U.S. Central Command is responsible for U.S. security interests in an area stretching from the Arabian Gulf region into Central Asia. It includes more than 80,000 soldiers on land, sea and air as well as the ongoing campaign to defeat Islamic State in Iraq and Syria (or ISIS) as well as the Taliban in Afghanistan.
“We need to look at opportunities where we can disrupt [Iran] through military means or other means their activities,” he said. “We need to look at opportunities where we can expose and hold them accountable for the things that they are doing.”
Votel said he gets regular reports on Iran’s use of boats to harass U.S. military and others in international waters off its coast, with around 300 incidents in the past year alone. Some, he said, could be considered “unprofessional” or “unsafe.”
“We are paying extraordinarily close attention to this, but I feel very confident in our ability to protect ourselves and to continue to pursue our missions,” he said.
That said, the general conceded, “Iran has a role in the region. I want to be clear that we think differently about the people of Iran than we think about the leadership of Iran — the Revolutionary Council that runs Iran. Our concern is not with the people of Iran, it is with their revolutionary government.”
Meanwhile, the CentCom commander also responded to questions about reports the U.S.-led coalition air strikes against ISIS fighters contributed to the deaths of nearly 200 Iraqis in a western Mosul neighborhood on March 17.
“We are doing everything humanly possible to prevent these kind of events and incidents from occurring as a result of our operations,” said the general.
The U.S. military is assessing and conducting an initial review of the Mosul circumstances, Votel said. U.S. officials visited the Mosul incident site Tuesday to gather both “additional evidence and perspective on the situation,” he added.
He also dismissed reports that the high Mosul casualty count may have been somehow due to a change in administration policies about military activities in civilian areas. “This was a very dynamic situation,” Votel said of the airstrike. “So this wasn’t a deliberate target or anything else. This was an evolving combat situation.”
The general said the military has a standardized process in place on how it looks at such cases and will pull together information from various sources in conducting the Mosul probe. One of the many things he said the investigators will look at is the “intelligence that was provided to the us by the Iraqis.”
Even so, he added there’s a “fair chance” that the U.S. coalition strike targeting ISIS fighters may have also contributed to the high casualties, echoing a comment made Tuesday by Army Lt. Gen. Stephen Townsend, the U.S. commander on the ground in Iraq.
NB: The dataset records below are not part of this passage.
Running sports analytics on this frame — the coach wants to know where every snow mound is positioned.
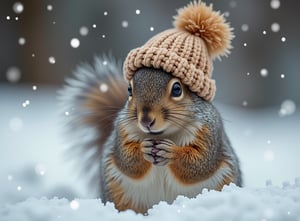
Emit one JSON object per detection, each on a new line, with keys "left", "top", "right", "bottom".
{"left": 1, "top": 179, "right": 300, "bottom": 221}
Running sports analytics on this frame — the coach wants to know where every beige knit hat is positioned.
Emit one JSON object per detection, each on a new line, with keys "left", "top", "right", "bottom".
{"left": 123, "top": 1, "right": 233, "bottom": 101}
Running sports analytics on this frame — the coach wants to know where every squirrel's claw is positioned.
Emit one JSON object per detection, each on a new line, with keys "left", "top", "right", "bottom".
{"left": 143, "top": 153, "right": 156, "bottom": 164}
{"left": 141, "top": 138, "right": 177, "bottom": 166}
{"left": 155, "top": 139, "right": 176, "bottom": 160}
{"left": 141, "top": 140, "right": 155, "bottom": 154}
{"left": 141, "top": 139, "right": 157, "bottom": 164}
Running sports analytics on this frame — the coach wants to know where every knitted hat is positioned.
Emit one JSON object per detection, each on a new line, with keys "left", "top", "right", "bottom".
{"left": 123, "top": 1, "right": 233, "bottom": 101}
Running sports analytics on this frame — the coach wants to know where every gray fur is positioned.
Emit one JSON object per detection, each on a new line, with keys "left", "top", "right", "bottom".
{"left": 59, "top": 55, "right": 126, "bottom": 195}
{"left": 61, "top": 59, "right": 242, "bottom": 206}
{"left": 190, "top": 93, "right": 242, "bottom": 185}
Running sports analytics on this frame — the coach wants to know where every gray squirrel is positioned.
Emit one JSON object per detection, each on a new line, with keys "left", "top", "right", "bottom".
{"left": 60, "top": 2, "right": 242, "bottom": 214}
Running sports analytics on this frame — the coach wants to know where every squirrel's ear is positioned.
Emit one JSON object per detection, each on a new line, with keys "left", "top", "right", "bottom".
{"left": 173, "top": 1, "right": 234, "bottom": 59}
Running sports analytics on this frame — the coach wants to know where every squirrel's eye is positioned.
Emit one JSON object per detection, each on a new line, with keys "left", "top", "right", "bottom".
{"left": 128, "top": 84, "right": 133, "bottom": 97}
{"left": 171, "top": 82, "right": 182, "bottom": 97}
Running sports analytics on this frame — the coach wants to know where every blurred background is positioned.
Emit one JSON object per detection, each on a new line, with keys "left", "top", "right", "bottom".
{"left": 0, "top": 0, "right": 299, "bottom": 205}
{"left": 1, "top": 0, "right": 300, "bottom": 106}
Votel also reiterated a point made by Townsend that the munitions used in Mosul “should not have created the effects that have been observed,” such as the collapse of entire buildings. He said the probe will look at whether “other things contributed to that as well.”
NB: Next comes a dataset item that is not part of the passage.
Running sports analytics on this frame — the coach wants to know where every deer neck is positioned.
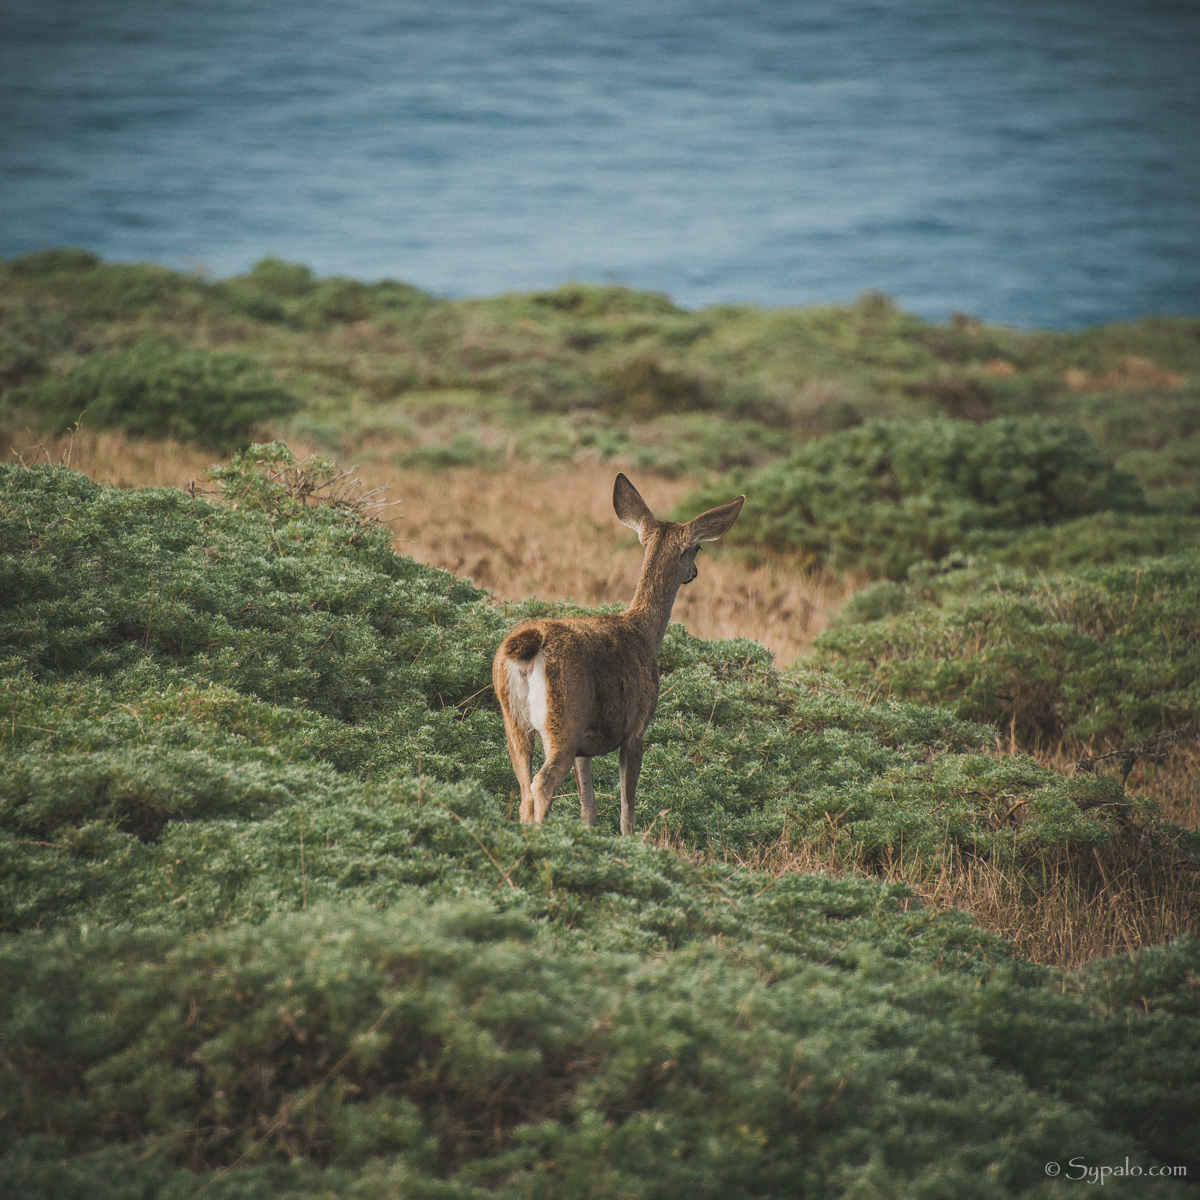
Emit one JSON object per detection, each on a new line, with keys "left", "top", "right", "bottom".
{"left": 624, "top": 544, "right": 682, "bottom": 651}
“I would just suggest that everyone be cautious,” said Rep. Mac Thornberry, the House Armed Services chairman (R-Texas) in opening remarks about the Mosul civilian casualties. “In a dense urban environment there might well be civilian casualties. But we also know for certain that ISIS uses innocent civilians as human shields and that they can arrange civilian deaths to further their misguided narratives.”
Elsewhere, the CentComm commander also provided an update on the fight against the Taliban in Afghanistan.
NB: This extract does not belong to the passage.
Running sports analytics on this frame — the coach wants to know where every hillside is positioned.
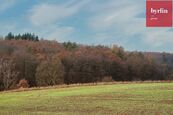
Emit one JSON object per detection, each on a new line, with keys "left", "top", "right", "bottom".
{"left": 0, "top": 39, "right": 173, "bottom": 91}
“We are at a stalemate right now,” he said. “It is generally in favor of the government of Afghanistan. But stalemates have a tendency to decline over time so I think we do have to continue to support this [fight].”
Two missions remain in Afghanistan — the military’s counter-terrorism mission and NATO mission to train, advise and assist Afghanistan’s military forces, Votel said. The counter-terrorism mission is “going pretty well,” although the NATO mission is one where “we ought to consider looking at our objectives here and how we continue to support that mission going forward,” he said.